Have you ever purchased a new vehicle and then started seeing that exact model (and color!) everywhere? It’s as though everyone decided to make the same purchase at the same time. The truth is that those cars were always there. You just didn’t notice because your attention was focused on other things.
That’s the way it is with hope.
Once we start feeling hopeful, it becomes easier to find more reasons to hope. We start to recognize it in the most unlikely places. Before long, little messages of hope are popping up everywhere. At the beginning of the month I compared hope to a fire – easily extinguished when small and hard to stop when it takes hold. This quote is similar to that analogy. When we are able to focus on hope, it appears to be all around us. It’s a matter of perception and focus — a type of self-fulfilling prophecy. Regardless of our attention, reasons to be hopeful are always present. They exist independent of our ability to perceive them.
Have you ever suddenly noticed birds?
Several species of birds live in my back yard, but I don’t always notice them even though I see my back yard every day. Some days I only hear them. Other days, I recognize the species and hear their song. The difference is not the birds. It’s my ability to perceive them. Hope is always available when we are able to recognize it.
So why don’t we see it?
A lot of things compete for our attention. The human brain can only pay attention to a limited number of things at once. When your attention is already full, you might not recognize a source of hope even if someone points it out. Plus, there are thinking errors or bad thinking habits that can blind us from hope.

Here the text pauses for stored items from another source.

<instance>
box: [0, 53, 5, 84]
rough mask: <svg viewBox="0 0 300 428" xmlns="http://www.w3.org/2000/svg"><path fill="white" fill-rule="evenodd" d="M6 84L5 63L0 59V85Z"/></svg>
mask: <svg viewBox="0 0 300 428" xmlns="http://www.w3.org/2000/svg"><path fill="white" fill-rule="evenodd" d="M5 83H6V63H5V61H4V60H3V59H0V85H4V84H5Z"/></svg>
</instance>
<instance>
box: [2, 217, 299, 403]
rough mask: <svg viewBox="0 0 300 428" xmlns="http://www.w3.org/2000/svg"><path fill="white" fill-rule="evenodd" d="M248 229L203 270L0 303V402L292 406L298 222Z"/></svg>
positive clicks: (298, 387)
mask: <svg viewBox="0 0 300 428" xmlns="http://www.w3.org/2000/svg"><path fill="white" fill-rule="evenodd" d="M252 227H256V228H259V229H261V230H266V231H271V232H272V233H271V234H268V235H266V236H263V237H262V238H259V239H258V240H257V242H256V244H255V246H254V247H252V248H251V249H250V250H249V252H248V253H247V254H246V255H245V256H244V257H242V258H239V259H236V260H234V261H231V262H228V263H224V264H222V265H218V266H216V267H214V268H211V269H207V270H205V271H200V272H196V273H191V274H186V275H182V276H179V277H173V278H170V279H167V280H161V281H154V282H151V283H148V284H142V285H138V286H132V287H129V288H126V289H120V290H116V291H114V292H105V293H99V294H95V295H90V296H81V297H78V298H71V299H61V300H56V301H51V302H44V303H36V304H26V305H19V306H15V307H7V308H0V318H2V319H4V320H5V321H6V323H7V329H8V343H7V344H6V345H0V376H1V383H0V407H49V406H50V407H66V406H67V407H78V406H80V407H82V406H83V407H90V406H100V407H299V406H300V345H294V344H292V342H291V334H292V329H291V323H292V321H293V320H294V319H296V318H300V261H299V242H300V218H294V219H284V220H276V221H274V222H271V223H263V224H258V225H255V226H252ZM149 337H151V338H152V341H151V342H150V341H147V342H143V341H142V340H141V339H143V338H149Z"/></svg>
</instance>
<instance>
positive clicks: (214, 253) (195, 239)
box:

- Black-and-White thinking limits us from seeing all of the possibilities.
- Over-generalizing focuses on a single treatment failure or insensitive comment as expected events that will never change.
- Mental filtering blinds us from seeing positive evidence.
- Disqualifying the positive rationalizes that good news or positive outcomes don’t matter or don’t count.
- Fortune telling predicts that treatments will turn out badly.
- Catastrophizing magnifies the negative aspects of events.
- Emotional reasoning uses feelings to make rational decisions rather than facts.
- “Shoulds” and “oughts” criticize one person for not doing enough.
- Labeling engages in namecalling instead of accepting that behaviors and thoughts are simply mistakes.
- Blame puts the responsibility for an outcome entirely on one person, overlooking the actions and thoughts of multiple people.
Resilience helps us find hope.
What we really need is a fundamental attributional error. That’s the tendency to see things (and ourselves) in a more positive light that reality can support. This cognitive distortion helps us hang in there when treatment failures pile up and the pain seems to never end. It’s a quality that resilient people all share. You might be wondering if this is just a fancy psychological term for “positive thinking.” It is similar, except that “positive thinking” tends to focus on evidence that it is out of our control. This cognitive distortion focuses on our own ability to control circumstances to our benefit. The truth is that very little of life is within our control. If we focus on that too much, we can become depressed.
A little hopeful delusion is healthy.